El licenciado siguió leyendo:
—La casa ubicada en calle Reforma 412, Puebla. El taller mecánico Herrera e Hijo, con todo su equipo, herramientas, clientela y razón comercial. La camioneta Ford modelo 1998. Los dos terrenos en Atlixco, Estado de Puebla. Y la cuenta de ahorro número…
Leyó el número completo. Luego el monto.
—Con un saldo aproximado al día de su fallecimiento de un millón doscientos mil pesos.
El silencio fue brutal.
Escuché a mi madre inhalar como si se le hubiera clavado una espina.
Mi padre tardó en hablar.
—¿No le dejó nada… a su propio hijo?
El licenciado pasó la página.
—A mi hijo Eduardo Herrera López le dejo una carta, la cual deberá leerse en presencia del notario.
Sacó un sobre sellado y lo puso frente a mi padre.
Vi temblar sus dedos al abrirlo.
Primero leyó en silencio. Luego vi cómo su cara cambiaba de color: del blanco al rojo, del rojo al gris. Tragó saliva. Sus labios temblaron apenas.
—¿Qué dice? —preguntó mi madre, impaciente.
Mi padre tardó un segundo en encontrar la voz.
—Dice… dice que me deshereda porque yo desheredé a mi hijo primero.
Nadie se movió.
Él siguió, cada vez más pálido.
—Dice que un hombre que abandona a un muchacho de catorce años no merece heredar nada de nadie. Dice que yo ya recibí mi parte en vida porque él pagó mi universidad, mi boda y el enganche de nuestra primera casa.
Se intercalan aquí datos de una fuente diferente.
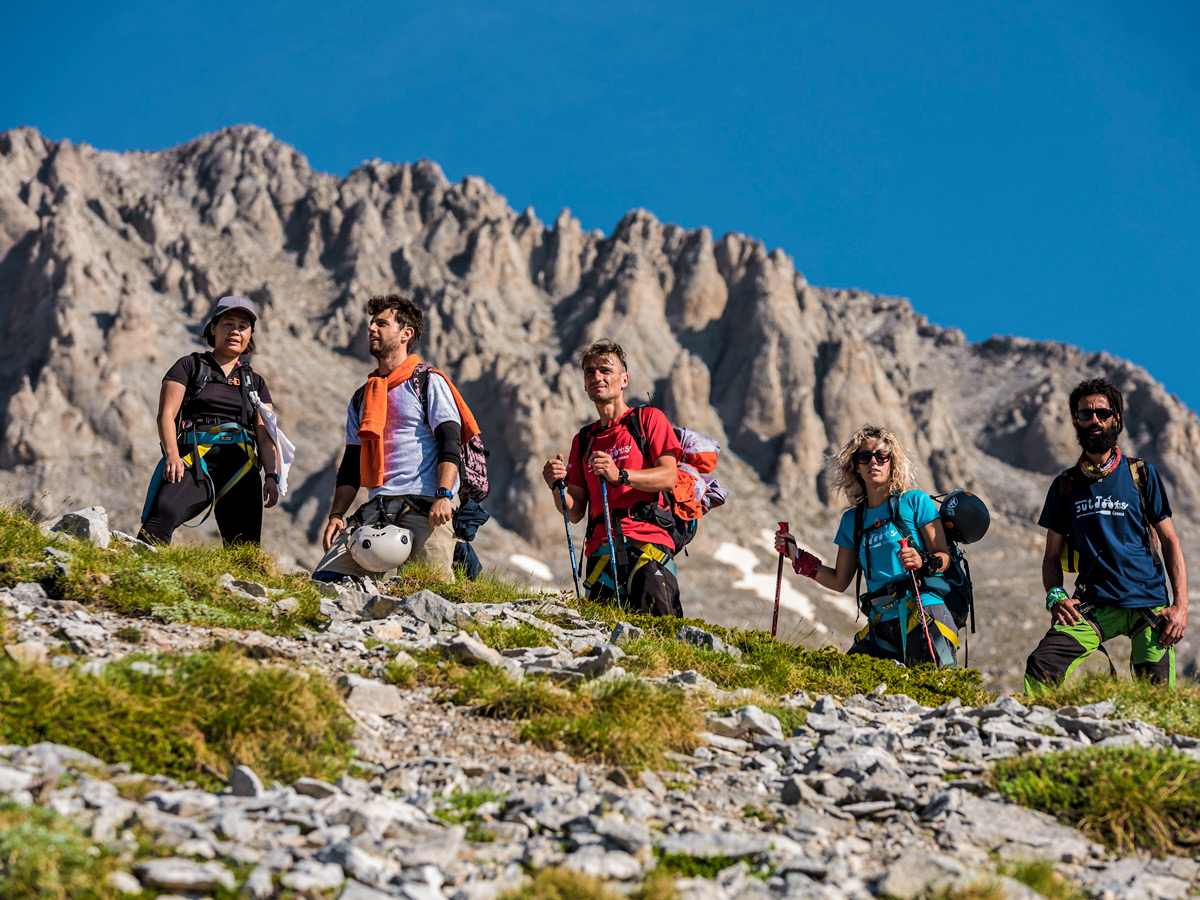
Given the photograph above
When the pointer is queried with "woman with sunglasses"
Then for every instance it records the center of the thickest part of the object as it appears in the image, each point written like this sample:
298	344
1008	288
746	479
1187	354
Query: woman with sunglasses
892	533
211	411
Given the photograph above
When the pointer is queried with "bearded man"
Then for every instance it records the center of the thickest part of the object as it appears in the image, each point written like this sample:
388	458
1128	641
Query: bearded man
1104	519
402	444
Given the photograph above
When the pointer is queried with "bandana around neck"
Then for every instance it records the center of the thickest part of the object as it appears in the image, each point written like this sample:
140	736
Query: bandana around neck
1092	471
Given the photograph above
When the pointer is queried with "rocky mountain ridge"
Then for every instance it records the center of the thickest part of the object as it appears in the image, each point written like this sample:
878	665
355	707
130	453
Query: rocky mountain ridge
111	262
875	796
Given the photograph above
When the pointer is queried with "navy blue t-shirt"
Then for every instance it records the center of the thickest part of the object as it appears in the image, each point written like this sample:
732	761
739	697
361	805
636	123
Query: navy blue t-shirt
1104	515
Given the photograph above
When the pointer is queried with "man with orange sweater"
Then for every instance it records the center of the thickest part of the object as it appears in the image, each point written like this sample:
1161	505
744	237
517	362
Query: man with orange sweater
403	430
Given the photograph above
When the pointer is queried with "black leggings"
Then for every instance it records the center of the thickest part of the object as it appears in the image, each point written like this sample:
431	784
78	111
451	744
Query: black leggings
239	514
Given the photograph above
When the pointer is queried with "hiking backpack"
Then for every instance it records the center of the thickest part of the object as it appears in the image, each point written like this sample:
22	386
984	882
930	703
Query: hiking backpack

Que si intento pelear el testamento, tiene recibos, transferencias, documentos y una caja con pruebas para demostrarlo en cualquier juicio.
Mi madre le arrebató la carta. La leyó en silencio. La arrugó con furia.
—Esto es una venganza.
El licenciado la corrigió con frialdad:
—No, señora. Esto es un testamento.
—¡Ese viejo lo hizo a propósito!
—Le pido que no se refiera así al difunto en mi oficina.
—¡Puso a Rodrigo en contra nuestra!
Yo respiré hondo antes de hablar.
—No. Ustedes hicieron eso solos. El día que me empacaron como si fuera basura.
Mi madre me señaló con un dedo tembloroso.
—¡Teníamos razones! Eras difícil. Contestón. Desobediente. Siempre trayendo problemas.
—Tenía catorce años.
—Eras insoportable.
—Era un niño.
—¡Un niño que arruinaba el ambiente de la casa!
Ahí Sebastián habló por primera vez. Bajito, casi como si le diera miedo existir.
—Mamá…
Ella no lo oyó o fingió no oírlo.
—Nosotros hacíamos todo por ti y tú nunca supiste agradecer.
Me reí sin humor.
—¿Qué hicieron por mí? ¿Compararme? ¿Ignorarme? ¿Expulsarme? Dame ejemplos, porque me da curiosidad.
Mi padre cerró los ojos, cansado.
—Patricia, ya…
—¡No, Eduardo! ¡No me voy a quedar callada mientras este mocoso se queda con lo que nos corresponde!
El licenciado abrió otra carpeta.
—Tengo aquí las declaraciones de los testigos. El certificado del médico. Y además, don Manuel dejó un video grabado hace tres meses. ¿Desean verlo?
Nadie respondió. Pero tampoco se opuso.
Encendió la laptop y giró la pantalla.
Ahí apareció mi abuelo sentado en su sillón verde. Más delgado que antes, sí. Más cansado. Pero con esa mirada afilada que no admitía tonterías. Traía una camisa a cuadros y las manos apoyadas sobre el bastón.
Habló directo a la cámara.
—Eduardo, si estás viendo esto es porque ya me morí y ya vienes a pelear dinero. Te conozco. Y si tu esposa está ahí, peor.
Mi madre soltó un jadeo indignado. El licenciado subió apenas el volumen.
—Escúchame bien. Rodrigo me cuidó seis años. Me llevó al doctor. Me cocinó cuando ya no podía. Me aguantó cuando me puse necio. Abrió el taller conmigo, cerró el taller conmigo, y nunca me dejó solo. Tú no llamaste ni en Navidad. Ni una sola vez. Así que no vengas ahora a hacerte el hijo.
Mi padre tenía la cabeza baja.
Mi abuelo siguió:
—Rodrigo es mi hijo más que tú, porque el hijo no es solo el que nace, también es el que se queda. Lo que es mío, es de él. Y si quieres pelear, pelea. Pero te vas a quedar sin dinero y sin dignidad, porque yo me aseguré de que así sea.
El video terminó.
Nadie habló durante varios segundos.
Fue uno de esos silencios que cambian la forma de respirar en un cuarto.
Luego mi madre, roja de furia, se levantó de golpe.